Live album by Meat Loaf
- Released: September 28, 2004
- Recorded: Melbourne, Australia
- Genre: Hard rock, progressive rock, symphonic rock
- Length: 55:09/66:14
- Label: Mercury, Sanctuary
- Producer: Aernout Kerbert, Richard Whitehouse, Peter Mokran

Meat Loaf chronology
| Couldn't Have Said It Better (2003) | Bat out of Hell Live (2004) | Bat Out of Hell III: The Monster Is Loose (2006) |

= Bat Out of Hell: Live with the Melbourne Symphony Orchestra =

2004 live album by Meat Loaf

Bat out of Hell: Live with the Melbourne Symphony Orchestra is a live album released by singer Meat Loaf in 2004 on the Mercury and Sanctuary labels.

The album was recorded on February 20-February 22, 2004 during Meat Loaf's Australian tour. Meat Loaf is backed for the concerts by the Melbourne Symphony Orchestra. As the name suggests, the album contains live performances of the seven tracks off Meat Loaf's 1977 album, Bat Out of Hell. The Australian and limited edition versions of the album also contain a performance of "I Would Do Anything for Love (But I Won't Do That)" in addition to the track "Couldn't Have Said It Better" and a bonus DVD for the limited edition.

==Track listing==
All compositions by Jim Steinman except where noted.
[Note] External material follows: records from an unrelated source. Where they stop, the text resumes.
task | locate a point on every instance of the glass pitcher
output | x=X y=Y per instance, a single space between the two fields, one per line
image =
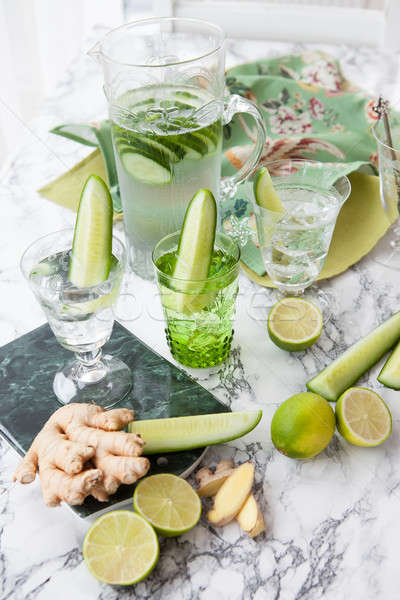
x=165 y=86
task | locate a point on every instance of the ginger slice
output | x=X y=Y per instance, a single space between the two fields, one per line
x=232 y=495
x=250 y=517
x=79 y=451
x=210 y=482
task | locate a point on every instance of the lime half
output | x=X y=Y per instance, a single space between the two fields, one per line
x=91 y=249
x=120 y=548
x=294 y=324
x=362 y=417
x=168 y=502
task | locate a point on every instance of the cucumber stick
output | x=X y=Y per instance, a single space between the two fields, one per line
x=332 y=381
x=92 y=245
x=265 y=194
x=196 y=243
x=390 y=374
x=185 y=433
x=194 y=255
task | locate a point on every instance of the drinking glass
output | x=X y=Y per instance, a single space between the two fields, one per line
x=165 y=86
x=199 y=313
x=388 y=248
x=295 y=243
x=80 y=318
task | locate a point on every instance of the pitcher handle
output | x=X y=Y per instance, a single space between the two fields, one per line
x=238 y=104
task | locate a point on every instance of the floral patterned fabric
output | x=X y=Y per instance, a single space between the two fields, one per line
x=310 y=111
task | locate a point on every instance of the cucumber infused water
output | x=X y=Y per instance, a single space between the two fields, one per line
x=167 y=142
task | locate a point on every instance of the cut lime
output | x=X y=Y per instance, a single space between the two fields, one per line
x=294 y=324
x=390 y=374
x=265 y=193
x=91 y=249
x=168 y=502
x=347 y=368
x=120 y=548
x=185 y=433
x=362 y=417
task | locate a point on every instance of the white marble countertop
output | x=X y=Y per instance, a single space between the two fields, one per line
x=332 y=522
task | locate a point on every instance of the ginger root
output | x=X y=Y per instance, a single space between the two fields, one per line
x=250 y=517
x=79 y=451
x=232 y=495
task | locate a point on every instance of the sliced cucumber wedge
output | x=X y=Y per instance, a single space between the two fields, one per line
x=145 y=169
x=92 y=245
x=332 y=381
x=194 y=255
x=185 y=433
x=265 y=193
x=390 y=374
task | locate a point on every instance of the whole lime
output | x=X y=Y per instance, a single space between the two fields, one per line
x=303 y=425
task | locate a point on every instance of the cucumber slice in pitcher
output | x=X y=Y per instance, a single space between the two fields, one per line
x=184 y=433
x=145 y=169
x=92 y=245
x=332 y=381
x=390 y=374
x=265 y=193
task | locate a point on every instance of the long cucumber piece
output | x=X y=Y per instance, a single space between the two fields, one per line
x=194 y=255
x=390 y=373
x=185 y=433
x=196 y=243
x=332 y=381
x=92 y=245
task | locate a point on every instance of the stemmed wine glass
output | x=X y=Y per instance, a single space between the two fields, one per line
x=80 y=318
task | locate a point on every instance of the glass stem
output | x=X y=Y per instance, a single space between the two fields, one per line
x=90 y=369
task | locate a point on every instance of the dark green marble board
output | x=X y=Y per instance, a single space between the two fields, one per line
x=27 y=368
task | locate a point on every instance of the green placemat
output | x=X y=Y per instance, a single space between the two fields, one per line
x=310 y=111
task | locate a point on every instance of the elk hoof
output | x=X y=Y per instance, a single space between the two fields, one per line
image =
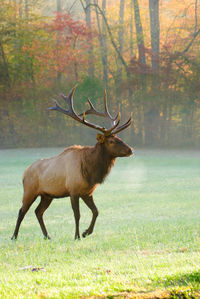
x=86 y=233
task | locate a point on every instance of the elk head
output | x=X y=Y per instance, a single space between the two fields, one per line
x=114 y=146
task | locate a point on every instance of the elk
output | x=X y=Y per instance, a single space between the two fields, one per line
x=77 y=171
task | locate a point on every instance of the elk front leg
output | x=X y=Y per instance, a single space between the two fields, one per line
x=76 y=210
x=39 y=211
x=88 y=200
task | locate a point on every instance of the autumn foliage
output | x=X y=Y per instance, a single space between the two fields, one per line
x=41 y=56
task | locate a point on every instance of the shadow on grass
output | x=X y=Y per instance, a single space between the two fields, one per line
x=188 y=279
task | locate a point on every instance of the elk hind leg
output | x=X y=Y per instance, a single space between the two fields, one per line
x=39 y=211
x=76 y=210
x=27 y=202
x=91 y=205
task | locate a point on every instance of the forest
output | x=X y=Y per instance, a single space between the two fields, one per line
x=144 y=53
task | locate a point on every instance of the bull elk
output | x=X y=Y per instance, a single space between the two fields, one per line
x=75 y=172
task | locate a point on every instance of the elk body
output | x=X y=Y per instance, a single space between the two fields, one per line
x=76 y=172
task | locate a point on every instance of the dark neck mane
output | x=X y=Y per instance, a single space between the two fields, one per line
x=96 y=164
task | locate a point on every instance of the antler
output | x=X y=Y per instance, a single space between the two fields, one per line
x=71 y=112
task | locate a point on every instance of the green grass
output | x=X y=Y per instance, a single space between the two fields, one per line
x=147 y=236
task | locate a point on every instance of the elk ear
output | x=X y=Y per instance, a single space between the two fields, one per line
x=100 y=138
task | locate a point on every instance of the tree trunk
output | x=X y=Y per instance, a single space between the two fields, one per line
x=155 y=33
x=89 y=41
x=131 y=29
x=120 y=41
x=103 y=42
x=139 y=33
x=59 y=10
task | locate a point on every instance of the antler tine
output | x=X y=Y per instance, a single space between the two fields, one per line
x=124 y=126
x=107 y=113
x=92 y=110
x=72 y=113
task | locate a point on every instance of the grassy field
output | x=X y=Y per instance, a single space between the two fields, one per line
x=146 y=241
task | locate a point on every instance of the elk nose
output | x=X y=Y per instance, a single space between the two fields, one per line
x=131 y=151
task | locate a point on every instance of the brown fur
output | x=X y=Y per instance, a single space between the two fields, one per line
x=76 y=172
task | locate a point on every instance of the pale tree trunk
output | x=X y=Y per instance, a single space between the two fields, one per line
x=26 y=9
x=153 y=118
x=120 y=40
x=131 y=29
x=105 y=54
x=59 y=10
x=155 y=33
x=103 y=42
x=89 y=41
x=142 y=61
x=139 y=33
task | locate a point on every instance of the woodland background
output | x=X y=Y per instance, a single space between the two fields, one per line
x=146 y=53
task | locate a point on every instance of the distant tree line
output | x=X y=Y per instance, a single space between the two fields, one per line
x=145 y=53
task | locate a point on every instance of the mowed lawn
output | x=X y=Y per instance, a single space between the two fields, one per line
x=146 y=240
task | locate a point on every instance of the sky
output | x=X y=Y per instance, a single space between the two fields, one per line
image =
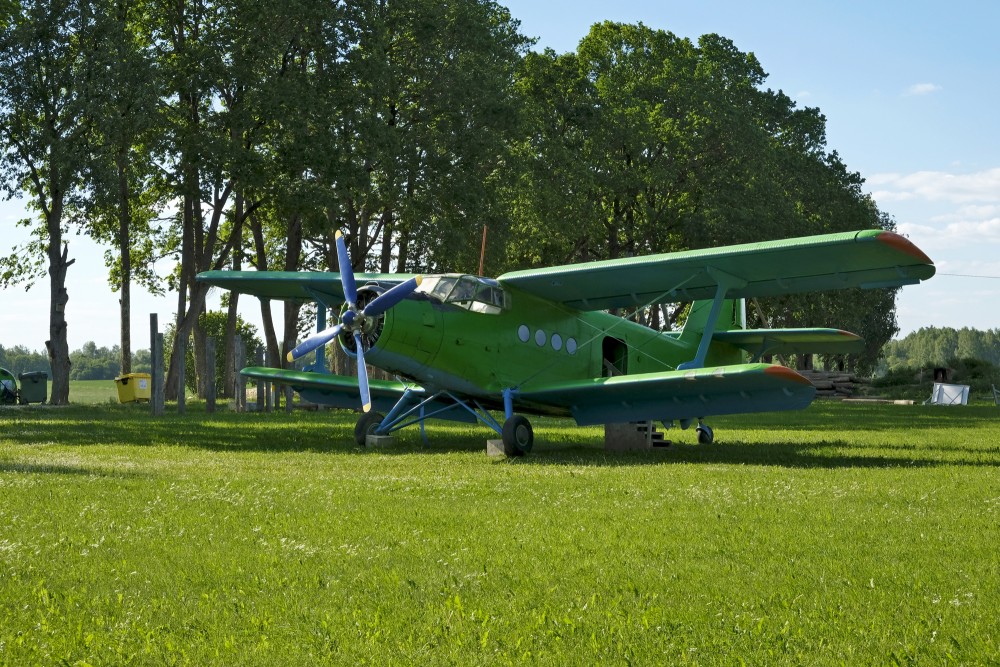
x=909 y=90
1. "Bat out of Hell" – 11:48
2. "You Took the Words Right Out of My Mouth (Hot Summer Night)" – 5:16
3. "Heaven Can Wait" – 5:09
4. "All Revved Up with No Place to Go" – 5:22
5. "Two Out of Three Ain't Bad" – 5:42
6. "Paradise by the Dashboard Light" – 11:07
7. "For Crying Out Loud" – 10:45
8. "I'd Do Anything for Love (But I Won't Do That)" – 11:05 (Australian and limited edition only)
9. "Couldn't Have Said It Better" (James Michael, Nikki Sixx) – 8:13 (limited edition only)
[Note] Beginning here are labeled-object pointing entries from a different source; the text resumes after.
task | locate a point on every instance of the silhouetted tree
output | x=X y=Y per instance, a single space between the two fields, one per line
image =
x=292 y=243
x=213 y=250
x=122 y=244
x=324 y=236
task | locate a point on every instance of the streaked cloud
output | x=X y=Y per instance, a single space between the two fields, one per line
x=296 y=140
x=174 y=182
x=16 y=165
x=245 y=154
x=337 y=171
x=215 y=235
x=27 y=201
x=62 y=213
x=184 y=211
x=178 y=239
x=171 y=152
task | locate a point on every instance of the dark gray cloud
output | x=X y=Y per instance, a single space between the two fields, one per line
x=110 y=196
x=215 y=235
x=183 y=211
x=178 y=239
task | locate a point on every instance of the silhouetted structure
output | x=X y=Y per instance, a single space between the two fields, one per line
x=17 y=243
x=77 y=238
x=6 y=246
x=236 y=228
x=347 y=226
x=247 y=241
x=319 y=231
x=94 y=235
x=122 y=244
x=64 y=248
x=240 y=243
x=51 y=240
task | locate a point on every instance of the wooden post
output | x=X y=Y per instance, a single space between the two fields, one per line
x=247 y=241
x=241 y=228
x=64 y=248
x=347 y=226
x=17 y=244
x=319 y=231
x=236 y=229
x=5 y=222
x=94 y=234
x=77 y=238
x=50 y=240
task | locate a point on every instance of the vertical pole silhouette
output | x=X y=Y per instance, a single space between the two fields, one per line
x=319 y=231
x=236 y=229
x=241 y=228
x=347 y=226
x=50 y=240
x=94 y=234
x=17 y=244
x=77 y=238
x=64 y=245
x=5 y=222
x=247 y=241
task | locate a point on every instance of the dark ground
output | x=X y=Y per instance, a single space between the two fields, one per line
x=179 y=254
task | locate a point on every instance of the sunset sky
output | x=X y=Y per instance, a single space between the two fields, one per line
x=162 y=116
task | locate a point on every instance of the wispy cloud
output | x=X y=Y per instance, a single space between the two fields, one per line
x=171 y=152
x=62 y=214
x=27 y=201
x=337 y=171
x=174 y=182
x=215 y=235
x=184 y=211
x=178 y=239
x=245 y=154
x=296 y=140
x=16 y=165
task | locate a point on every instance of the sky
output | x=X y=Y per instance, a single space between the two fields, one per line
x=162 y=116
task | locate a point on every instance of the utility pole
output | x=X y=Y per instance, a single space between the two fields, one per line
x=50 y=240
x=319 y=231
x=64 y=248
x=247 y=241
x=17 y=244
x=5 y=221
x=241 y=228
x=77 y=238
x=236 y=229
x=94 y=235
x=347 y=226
==Limited edition bonus DVD==
All compositions by Jim Steinman except where noted.

1. "Two Out of Three Ain't Bad" – 8:44 (live video)
2. "Couldn't Have Said It Better" – 5:44 (Michael, Sixx) (original music video)
3. "Did I Say That?" – 4:52 (Michael) (original music video)
4. Photogallery
5. "I'd Lie for You [And That's the Truth]" - 5:06 [Audio only] (Diane Warren)
6. "Rock and Roll Dreams Come Through" – 6:32 [audio only]
7. "Dead Ringer for Love" – 5:17 [audio only]

== DVD version ==

Its DVD release had extra songs from the concert not on the CD. It is missing "Heaven Can Wait", "I'd Lie For You (And That's The Truth)" and "Rock and Roll Dreams Come Through" which were recorded as soundchecks.

=== Tracks ===
All compositions by Jim Steinman except where noted.
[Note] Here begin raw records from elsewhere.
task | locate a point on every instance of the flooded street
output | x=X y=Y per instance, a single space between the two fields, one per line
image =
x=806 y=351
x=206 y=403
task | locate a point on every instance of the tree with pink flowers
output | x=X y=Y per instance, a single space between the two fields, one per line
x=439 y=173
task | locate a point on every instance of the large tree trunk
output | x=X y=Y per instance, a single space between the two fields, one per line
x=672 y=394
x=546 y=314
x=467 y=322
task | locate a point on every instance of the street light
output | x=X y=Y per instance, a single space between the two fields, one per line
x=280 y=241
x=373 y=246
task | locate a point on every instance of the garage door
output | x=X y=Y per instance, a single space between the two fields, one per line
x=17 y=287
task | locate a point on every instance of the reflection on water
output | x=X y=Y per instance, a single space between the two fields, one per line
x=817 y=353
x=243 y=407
1. "Life Is a Lemon and I Want My Money Back" — 09:34
2. "Mercury Blues" — 07:52 (K. C. Douglas, Robert L. Geddins)
3. "Dead Ringer for Love" — 06:08
4. "Testify" — 07:43 (Kevin Griffin)
5. "All Revved Up with No Place to Go" — 07:15
6. "You Took the Words Right Out of My Mouth (Hot Summer Night)" — 09:17
7. "Couldn't Have Said It Better" — 08:34 (James Michael, Nikki Sixx)
8. "Two Out of Three Ain't Bad" — 08:40
9. "Out of the Frying Pan (And Into the Fire)" — 11:58
10. "For Crying Out Loud" — 12:33
11. "Paradise by the Dashboard Light" — 19:19
12. "I'd Do Anything for Love (But I Won't Do That)" — 11:59
13. "Bat out of Hell" — 12:37

==Personnel==
Musical director — Kasim Sulton

- Meat Loaf — vocals, guitar
- Patti Russo — lead female vocals
- Paul Crook — lead guitars
- Randy Flowers — guitars, keyboards, backing vocals
- Kasim Sulton — bass, backing vocals
- Mark Alexander— keyboards, backing vocals
- John Miceli — drums
- The Australian Boys Choir — backing vocals
- C.C. Coletti — backing vocals
- The Melbourne Symphony Orchestra, conducted by Keith Levenson

==Charts==

| Chart (2004) | Peak position |
|---|---|
| German Albums (Offizielle Top 100) | 81 |
| Irish Albums (IRMA) | 69 |
| Scottish Albums (OCC) | 10 |
| UK Albums (OCC) | 14 |

==Certifications==

| Region | Certification | Certified units/sales |
| Australia (ARIA) Video certification | Gold | 7,500^{^} |
| United Kingdom (BPI) | Gold | 100,000^{*} |
| United Kingdom (BPI) Video certification | Platinum | 50,000^{*} |
^{*} Sales figures based on certification alone. ^{^} Shipments figures based on certification alone.